His background working for a Cleveland organization with a strong track record in player development stood out to Hoyer.
In fact, it was a point of emphasis in Hoyer's search process. He wanted whomever he chose as GM to have an area of focus.
“With his expertise on making players better, whether it’s through player development or high performance, that seemed like a really natural fit,” Hoyer said.
“What you want in that role is a partner, and I think you want a partner who also has an area of expertise like he has.”

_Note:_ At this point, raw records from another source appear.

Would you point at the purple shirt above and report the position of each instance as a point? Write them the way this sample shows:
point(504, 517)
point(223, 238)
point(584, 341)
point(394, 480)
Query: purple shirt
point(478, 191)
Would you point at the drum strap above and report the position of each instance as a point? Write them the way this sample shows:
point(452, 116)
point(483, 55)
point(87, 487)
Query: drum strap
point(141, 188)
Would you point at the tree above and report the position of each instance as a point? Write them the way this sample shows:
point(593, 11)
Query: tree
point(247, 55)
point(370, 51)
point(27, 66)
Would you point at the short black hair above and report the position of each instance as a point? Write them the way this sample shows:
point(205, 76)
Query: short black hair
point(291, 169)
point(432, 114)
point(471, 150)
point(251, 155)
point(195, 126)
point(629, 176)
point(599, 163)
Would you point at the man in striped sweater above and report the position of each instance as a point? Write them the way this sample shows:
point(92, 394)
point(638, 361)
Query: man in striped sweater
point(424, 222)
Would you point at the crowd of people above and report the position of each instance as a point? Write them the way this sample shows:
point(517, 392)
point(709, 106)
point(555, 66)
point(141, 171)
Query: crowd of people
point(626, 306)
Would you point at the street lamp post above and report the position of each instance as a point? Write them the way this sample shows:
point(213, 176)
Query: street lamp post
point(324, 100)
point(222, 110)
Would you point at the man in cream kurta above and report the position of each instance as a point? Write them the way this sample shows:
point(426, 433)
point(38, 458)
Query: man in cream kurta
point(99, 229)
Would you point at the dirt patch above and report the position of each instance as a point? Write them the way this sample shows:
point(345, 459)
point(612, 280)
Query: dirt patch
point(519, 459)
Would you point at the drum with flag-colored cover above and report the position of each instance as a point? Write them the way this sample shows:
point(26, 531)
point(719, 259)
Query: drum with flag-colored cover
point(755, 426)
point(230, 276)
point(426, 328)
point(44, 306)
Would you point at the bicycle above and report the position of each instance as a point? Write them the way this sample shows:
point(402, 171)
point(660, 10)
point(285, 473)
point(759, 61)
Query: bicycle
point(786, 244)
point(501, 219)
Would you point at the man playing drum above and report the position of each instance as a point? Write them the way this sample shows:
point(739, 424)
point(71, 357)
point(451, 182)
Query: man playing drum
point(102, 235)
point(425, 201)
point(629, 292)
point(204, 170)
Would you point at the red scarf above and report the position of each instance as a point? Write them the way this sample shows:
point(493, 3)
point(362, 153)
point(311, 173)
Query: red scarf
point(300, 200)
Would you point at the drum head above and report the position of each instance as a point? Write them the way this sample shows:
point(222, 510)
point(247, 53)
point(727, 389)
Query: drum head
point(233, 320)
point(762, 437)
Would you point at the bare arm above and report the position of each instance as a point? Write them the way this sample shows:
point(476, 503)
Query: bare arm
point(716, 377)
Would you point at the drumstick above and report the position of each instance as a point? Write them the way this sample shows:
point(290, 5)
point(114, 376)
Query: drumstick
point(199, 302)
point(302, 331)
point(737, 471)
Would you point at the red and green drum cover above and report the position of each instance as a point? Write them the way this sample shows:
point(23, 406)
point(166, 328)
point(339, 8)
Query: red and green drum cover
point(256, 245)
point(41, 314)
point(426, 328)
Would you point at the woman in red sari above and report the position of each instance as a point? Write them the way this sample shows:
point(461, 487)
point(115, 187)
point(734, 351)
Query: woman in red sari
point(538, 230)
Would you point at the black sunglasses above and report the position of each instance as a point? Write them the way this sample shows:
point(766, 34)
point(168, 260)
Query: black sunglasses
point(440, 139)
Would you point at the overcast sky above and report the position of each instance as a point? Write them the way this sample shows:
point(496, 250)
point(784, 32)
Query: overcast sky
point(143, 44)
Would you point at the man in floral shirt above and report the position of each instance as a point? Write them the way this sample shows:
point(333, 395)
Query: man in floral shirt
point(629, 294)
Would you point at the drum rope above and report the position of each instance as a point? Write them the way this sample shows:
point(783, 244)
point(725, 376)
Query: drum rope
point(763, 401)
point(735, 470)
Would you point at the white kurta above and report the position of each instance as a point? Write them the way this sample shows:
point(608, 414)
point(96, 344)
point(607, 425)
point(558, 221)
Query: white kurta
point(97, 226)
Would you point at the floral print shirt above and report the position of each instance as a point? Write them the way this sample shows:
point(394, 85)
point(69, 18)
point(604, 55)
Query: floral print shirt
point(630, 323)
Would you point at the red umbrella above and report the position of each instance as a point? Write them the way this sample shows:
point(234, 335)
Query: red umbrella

Cleveland has especially had success in developing pitching over the last 14 years, from Corey Kluber (acquired in trade) and Mike Clevinger to current pitchers Shane Bieber, Aaron Civale, Zach Plesac and Triston McKenzie.
Position players they’ve developed in recent memory include Jason Kipnis, Yan Gomes, José Ramírez and Francisco Lindor.
“The way I came up in the game was kind of more on the player procurement, player acquisition/transaction side than it was on the player development side,” Hoyer said. “For me, knowing what my areas of expertise are, I think he balances [those] really well.
“He’s obviously been involved in trades and negotiations. But the main area he’s focused on has been player development, which is a really nice balance for my skill set.”
The Cubs added young talent to their farm system when Hoyer broke up their All-Star core at the trade deadline this summer. But many of those players are several years away from the big leagues, as are other Cubs top prospects like Ed Howard and Cristian Hernandez.
Hoyer called player development the “single most important thing” the Cubs will do over the next three to five years.
“It’s the most important thing to do to lead towards major-league winning,” Hawkins said. “But it’s also one of the hardest things to do. It is so easy to skip steps, it is so easy to take the path of least resistance."
It's a process Hawkins will play a big role in, and he's looking forward to getting things started alongside Hoyer.
"This could be a partnership, and a friendship, that could really work well," Hawkins said. "A long way to go, obviously. He and Theo [Epstein], I would not even want to think that we would even come close to that type of relationship.
"But if we can get a 10th of that, maybe we'll be okay."